Da qui la richiesta allo Spirito Santo perché ispiri «gesti e segni profetici che rendano chiaro a tutti che nessuno è escluso dalla misericordia di Dio». Anche per rispondere a queste sollecitazioni l'Ufficio nazionale Cei per la pastorale familiare si muove su due strade parallele. Da una parte rivitalizzare i corsi di preparazione al matrimonio, dall' altra ripensare la pastorale in parrocchia con la famiglia: passare cioè dalla famiglia come "settore" alla famiglia come "dimensione".


RIQUALIFICARE I PERCORSI DI FEDE

Il primo punto non ha bisogno di troppi: approfondimenti. Quanto più una coppia è preparata, motivata, consapevole delle implicazioni sociali e teologiche del sacramento del matrimonio, tanto più sarà attrezzata per rispondere alle tante incombenze, positive e negative, poste dalla vita reale. Esiste poi un'altra ragione che deve indurre a riqualificare in , maniera sostanziale i percorsi di fede per i fidanzati. Se presbiteri e coppie sposate sono i due polmoni attraverso i qua-li dève respirare una comunità, non è pensabile che per la preparazione all'ordine sacro si richiedano molti anni di studio e di riflessione, mentre per il matrimonio siano sufficienti, nella migliore delle ipotesi, una decina di incontri.

Il progetto "Parrocchia-Famiglia" presentato il mese scorso si propone invece di colmare la distanza esistente tra teologia e prassi per dare visibilità concreta alla famiglia come "soggetto pastorale".
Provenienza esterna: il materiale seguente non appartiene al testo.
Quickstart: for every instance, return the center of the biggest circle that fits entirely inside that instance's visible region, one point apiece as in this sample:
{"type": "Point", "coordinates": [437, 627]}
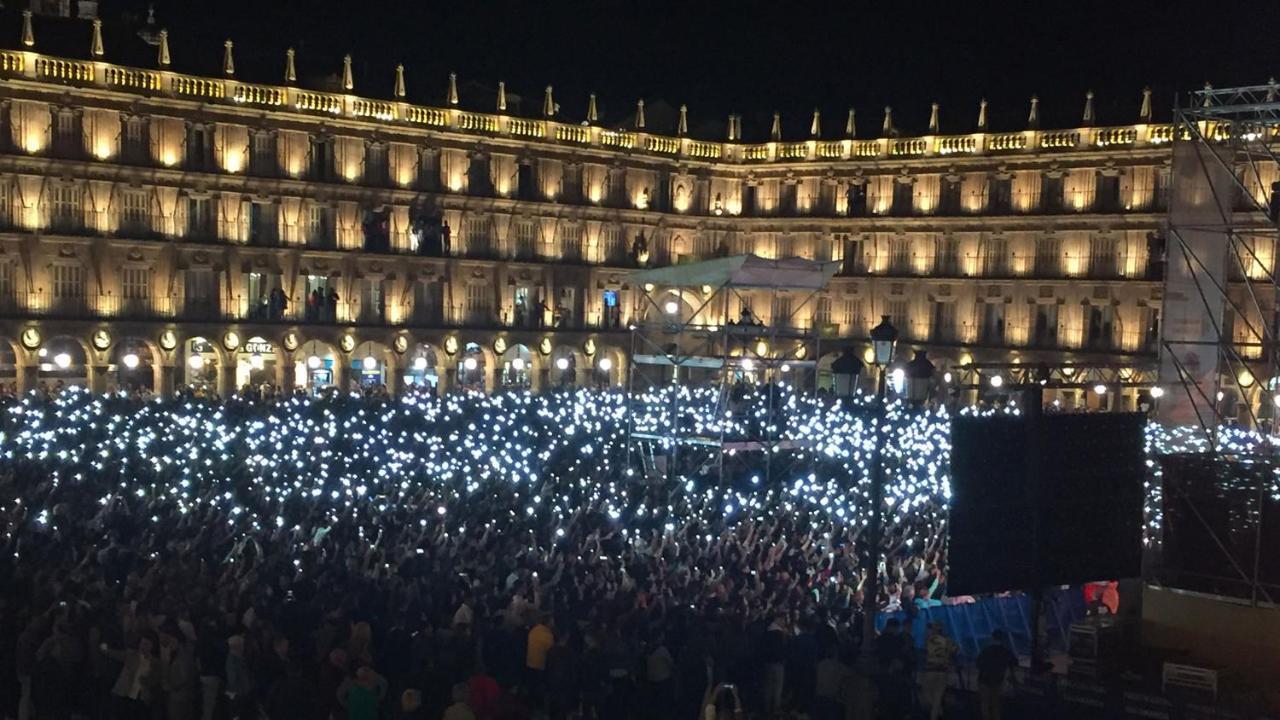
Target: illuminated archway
{"type": "Point", "coordinates": [471, 367]}
{"type": "Point", "coordinates": [371, 364]}
{"type": "Point", "coordinates": [517, 368]}
{"type": "Point", "coordinates": [423, 368]}
{"type": "Point", "coordinates": [201, 363]}
{"type": "Point", "coordinates": [257, 364]}
{"type": "Point", "coordinates": [133, 361]}
{"type": "Point", "coordinates": [315, 367]}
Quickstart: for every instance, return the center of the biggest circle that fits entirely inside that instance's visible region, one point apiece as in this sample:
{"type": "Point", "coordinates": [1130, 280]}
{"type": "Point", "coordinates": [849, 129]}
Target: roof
{"type": "Point", "coordinates": [743, 270]}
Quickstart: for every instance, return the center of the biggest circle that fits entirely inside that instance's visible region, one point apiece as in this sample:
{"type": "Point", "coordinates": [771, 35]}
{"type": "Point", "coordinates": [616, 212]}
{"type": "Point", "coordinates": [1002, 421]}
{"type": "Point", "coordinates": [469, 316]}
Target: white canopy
{"type": "Point", "coordinates": [743, 270]}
UN'IPOTESI DI RINNOVAMENTO PASTORALE

Da qui l'avvio di un laboratorio sperimentale con una trentina di parrocchie in tutta Italia, per verificare,la possibilità di avviare un'ipotesi di rinnovamento pastorale che abbia al centro il sacramento del matrimonio. Se è vero infatti che la famiglia contiene, per dono di Dio e per stato naturale e soprannaturale, le coordinate del vivere comunitario (fratelli, sorelle, madri, padri, unità di sangue e di amore) non è possibile pensare di affrontare un tema così urgente e delicato come quello dei separati e dei divorziati, senza puntare sulla dimensione profetica del matrimonio. Anzi, proprio laddove il dono della coniugalità è stato travisato e infranto, serve soprattutto la testimonianza dell’amore fedele, dell'amore che è riflesso e simbolo dell'alleanza divina. Dell'amore pienamente consapevole del dono ricevuto e quindi disponibile e preparato per dialogare con chi porta nel cuore le ferite di un progetto deluso.